Home video game console by General Home Products

The Wonder Wizard (model number: 7702) is a dedicated first-generation home video game console which was manufactured by Magnavox and released by General Home Products (GHP) in June 1976 only in the United States.

The console features two paddle-based game controllers attached to the system and contains the same circuit board as the Magnavox Odyssey 300 and the same bottom part housing as the Magnavox Odyssey. The paddles are larger than those of the Odyssey 300.

The console had a dealer cost of $39 but initial retail price was set at $60 (compared to the MSRP of the Odyssey 300 at $70).

== Games ==
The system contains three built-in Pong-based games:

- Handball
- Tennis
- Hockey
Just like the Odyssey 300, the Wonder Wizard uses a switch so that the players can choose between the three preset difficulty levels.

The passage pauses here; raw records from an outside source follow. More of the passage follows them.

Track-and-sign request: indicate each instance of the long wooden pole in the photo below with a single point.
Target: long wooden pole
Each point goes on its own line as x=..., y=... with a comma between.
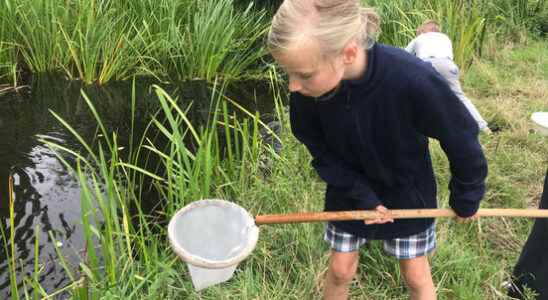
x=303, y=217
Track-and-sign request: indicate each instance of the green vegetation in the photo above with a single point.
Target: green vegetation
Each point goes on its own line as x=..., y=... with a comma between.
x=102, y=40
x=128, y=256
x=132, y=260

== Technical specifications ==

- CPU: General Instrument AY-3-8500 ("Pong-on-a-Chip")
- Input: Two game controllers/game selection, difficulty (pro, intermediate, beginner), and power button (on/off/reset)
- Graphics: Monochrome
- Sound: Built-in speaker
- Dimensions: 14.5 × 9 × 4 in (l x h x w)
- Power: 9 V AC adapter (100 ma) or 6 x C batteries
The switch box in the scope of delivery is the same as those of the Odyssey 100 to 4000. The top of the console was available in two versions: one with silver colored knobs and a woodgrain design in the upper section of the housing, and one with black knobs and a full woodgrain design.